Через несколько дней Фучик пришел на собрание в Чаковицы под Прагой, где Клатил выступал на заманчивую тему: «Взоры пролетариата всего мира обращены к спасителю Европы — России». Присутствие Фучика связывало руки Клатилу, ему нужно было и выполнять «социальный заказ» своей национально-социалистической партии, и в то же время не оттолкнуть от себя рабочих, не уронить престиж «знатока» советской действительности. После выступления Клатила началась дискуссия. Первым выступил Юлиус. На собраниях национал-социалистов полицейских не было, и такую благоприятную возможность Фучик упустить не мог. У него были с собой, как всегда, фотографии из Советского Союза, на которых запечатлены гигантские новостройки, новые фабрики и заводы, колхозы, школы и больницы. Он сразу пустил их по залу. Клатил провел в СССР всего несколько дней как турист, и ему трудно было прокомментировать фотографии, когда к нему обращались рабочие. В зале гул растревоженного улья. Фучик и рабочие наступали на Клатила, но у редактора «А-Зет» иссякли все аргументы, и он просто-напросто сбежал.
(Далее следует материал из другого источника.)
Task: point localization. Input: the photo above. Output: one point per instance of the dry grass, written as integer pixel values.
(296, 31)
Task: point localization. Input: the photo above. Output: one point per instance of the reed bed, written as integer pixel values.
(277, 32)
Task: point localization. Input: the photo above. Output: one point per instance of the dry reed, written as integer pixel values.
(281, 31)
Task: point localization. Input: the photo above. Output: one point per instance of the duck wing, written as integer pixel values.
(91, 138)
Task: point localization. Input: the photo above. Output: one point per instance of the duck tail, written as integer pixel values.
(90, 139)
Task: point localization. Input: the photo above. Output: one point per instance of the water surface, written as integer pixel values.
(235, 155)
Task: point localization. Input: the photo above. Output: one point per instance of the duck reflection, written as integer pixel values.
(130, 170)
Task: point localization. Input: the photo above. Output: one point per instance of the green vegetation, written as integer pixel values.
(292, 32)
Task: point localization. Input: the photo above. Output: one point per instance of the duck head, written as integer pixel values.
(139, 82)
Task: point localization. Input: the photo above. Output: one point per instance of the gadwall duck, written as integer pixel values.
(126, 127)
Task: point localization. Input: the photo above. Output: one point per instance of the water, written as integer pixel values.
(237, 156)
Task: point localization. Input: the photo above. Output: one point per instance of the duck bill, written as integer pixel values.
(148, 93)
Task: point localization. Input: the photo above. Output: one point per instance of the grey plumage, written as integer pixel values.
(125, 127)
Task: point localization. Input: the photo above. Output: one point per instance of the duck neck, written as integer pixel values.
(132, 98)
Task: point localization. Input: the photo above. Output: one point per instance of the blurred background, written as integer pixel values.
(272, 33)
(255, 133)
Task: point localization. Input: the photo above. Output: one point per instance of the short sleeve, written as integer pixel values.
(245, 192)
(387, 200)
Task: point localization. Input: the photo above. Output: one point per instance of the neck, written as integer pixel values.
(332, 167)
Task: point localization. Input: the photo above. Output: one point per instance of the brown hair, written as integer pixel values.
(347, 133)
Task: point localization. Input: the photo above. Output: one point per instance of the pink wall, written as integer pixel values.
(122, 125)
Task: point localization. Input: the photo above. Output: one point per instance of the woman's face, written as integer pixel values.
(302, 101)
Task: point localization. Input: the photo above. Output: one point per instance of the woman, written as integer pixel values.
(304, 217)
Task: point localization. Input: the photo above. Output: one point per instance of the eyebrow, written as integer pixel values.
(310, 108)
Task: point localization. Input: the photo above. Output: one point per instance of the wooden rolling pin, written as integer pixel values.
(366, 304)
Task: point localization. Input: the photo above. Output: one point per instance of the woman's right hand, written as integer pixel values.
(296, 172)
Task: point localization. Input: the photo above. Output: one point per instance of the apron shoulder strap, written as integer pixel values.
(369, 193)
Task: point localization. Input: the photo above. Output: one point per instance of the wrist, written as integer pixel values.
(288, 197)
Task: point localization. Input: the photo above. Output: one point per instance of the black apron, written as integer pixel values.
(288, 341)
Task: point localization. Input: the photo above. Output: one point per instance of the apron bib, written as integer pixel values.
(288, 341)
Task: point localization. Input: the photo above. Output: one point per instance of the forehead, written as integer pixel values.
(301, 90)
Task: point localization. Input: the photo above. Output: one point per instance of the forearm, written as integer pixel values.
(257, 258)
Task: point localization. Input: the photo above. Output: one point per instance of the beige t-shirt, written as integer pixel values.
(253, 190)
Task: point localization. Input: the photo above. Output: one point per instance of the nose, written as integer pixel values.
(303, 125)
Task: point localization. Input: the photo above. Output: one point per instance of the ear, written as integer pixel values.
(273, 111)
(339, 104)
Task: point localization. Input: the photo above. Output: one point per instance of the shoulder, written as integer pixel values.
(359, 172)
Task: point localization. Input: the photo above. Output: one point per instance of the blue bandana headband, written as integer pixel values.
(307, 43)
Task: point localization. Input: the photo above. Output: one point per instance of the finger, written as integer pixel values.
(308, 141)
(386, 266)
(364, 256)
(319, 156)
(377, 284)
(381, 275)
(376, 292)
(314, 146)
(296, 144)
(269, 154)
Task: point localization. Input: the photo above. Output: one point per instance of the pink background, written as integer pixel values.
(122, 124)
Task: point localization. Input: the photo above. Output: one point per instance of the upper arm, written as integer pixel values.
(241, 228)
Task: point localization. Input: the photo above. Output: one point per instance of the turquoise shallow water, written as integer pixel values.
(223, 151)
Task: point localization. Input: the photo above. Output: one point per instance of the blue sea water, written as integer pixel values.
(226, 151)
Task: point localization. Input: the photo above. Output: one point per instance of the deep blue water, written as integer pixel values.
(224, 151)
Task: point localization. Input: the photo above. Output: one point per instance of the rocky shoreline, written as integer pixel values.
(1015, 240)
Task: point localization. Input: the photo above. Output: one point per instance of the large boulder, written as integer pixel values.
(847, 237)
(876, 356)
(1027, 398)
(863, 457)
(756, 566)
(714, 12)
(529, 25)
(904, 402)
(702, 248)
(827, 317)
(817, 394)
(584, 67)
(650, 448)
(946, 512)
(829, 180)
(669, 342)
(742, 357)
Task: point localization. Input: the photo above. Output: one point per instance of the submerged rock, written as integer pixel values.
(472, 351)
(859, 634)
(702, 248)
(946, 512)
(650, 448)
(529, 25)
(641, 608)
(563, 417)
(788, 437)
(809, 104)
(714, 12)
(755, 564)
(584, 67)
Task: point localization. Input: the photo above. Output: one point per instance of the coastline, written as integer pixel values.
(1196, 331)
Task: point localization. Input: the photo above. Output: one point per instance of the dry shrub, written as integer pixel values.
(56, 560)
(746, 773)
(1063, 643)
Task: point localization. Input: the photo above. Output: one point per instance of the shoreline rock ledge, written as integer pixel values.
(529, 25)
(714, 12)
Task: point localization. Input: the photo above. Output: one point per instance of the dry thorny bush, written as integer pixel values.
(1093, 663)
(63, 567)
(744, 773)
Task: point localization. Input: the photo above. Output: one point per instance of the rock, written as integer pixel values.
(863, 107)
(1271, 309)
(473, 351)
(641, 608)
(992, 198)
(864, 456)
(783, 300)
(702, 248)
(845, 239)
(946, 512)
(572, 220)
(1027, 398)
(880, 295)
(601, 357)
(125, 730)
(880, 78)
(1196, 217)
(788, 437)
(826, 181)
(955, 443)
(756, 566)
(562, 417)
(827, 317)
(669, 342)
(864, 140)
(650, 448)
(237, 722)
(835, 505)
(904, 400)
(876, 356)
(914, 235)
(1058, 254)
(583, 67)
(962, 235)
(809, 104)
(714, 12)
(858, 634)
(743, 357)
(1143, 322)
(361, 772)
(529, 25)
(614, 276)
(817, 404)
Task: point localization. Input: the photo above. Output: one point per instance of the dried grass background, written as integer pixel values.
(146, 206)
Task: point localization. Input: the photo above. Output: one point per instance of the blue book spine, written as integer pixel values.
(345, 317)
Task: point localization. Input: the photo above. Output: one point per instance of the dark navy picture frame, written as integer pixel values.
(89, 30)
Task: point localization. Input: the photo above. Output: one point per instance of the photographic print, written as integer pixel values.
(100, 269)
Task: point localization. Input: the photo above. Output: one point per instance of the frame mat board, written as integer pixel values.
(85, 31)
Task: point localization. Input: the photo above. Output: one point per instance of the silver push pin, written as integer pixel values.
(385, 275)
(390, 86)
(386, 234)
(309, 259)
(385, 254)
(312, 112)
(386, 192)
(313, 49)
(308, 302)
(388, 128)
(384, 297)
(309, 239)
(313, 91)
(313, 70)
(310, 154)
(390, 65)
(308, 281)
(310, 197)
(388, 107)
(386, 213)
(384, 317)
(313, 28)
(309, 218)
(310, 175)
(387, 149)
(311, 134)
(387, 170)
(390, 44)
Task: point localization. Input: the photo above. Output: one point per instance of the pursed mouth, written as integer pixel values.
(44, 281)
На другой день Фучик опубликовал в газете «Руды вечерник» открытое письмо:
«Клатил, не удирай! Я принимаю вызов!
Наконец-то, господин редактор „А-Зета“, мне удалось услышать ваши россказни о СССР. Для этого мне пришлось ехать в Чаковицы! Знаю, что вы оказались там в трудном положении. Перед вами сидели люди, познавшие СССР немного глубже, чем вы, и имевшие возможность говорить всю правду, следуя своему глубочайшему внутреннему убеждению. Они не боялись, что это повредит им в личной жизни, так как им это уже повредило; они говорили без оглядки на буржуазию, служить которой не желают. За полчаса вы были вынуждены признать гораздо больше того, что было написано вами за последние три недели в ваших иллюзорных статейках. Верю, что после этого вам было особенно трудно сидеть на двух стульях.
Мне жаль вас, но вы зашли слишком далеко. Вы шумели, как трус, который хочет обезопасить себя хотя бы в данную минуту. Вы заявили, что не боитесь рабочих-делегатов и какого-то там господина Фучика, мол, пусть он приезжает на ваши выступления в Пльзене, Остраве или Кладно, и вы покажете ему, где раки зимуют. Это был вызов, господин Клатил, между тем вы, к сожалению, исчезли с такой поспешностью, что уже не слушали моего ответа. Приходится поэтому отвечать вам в письменной форме.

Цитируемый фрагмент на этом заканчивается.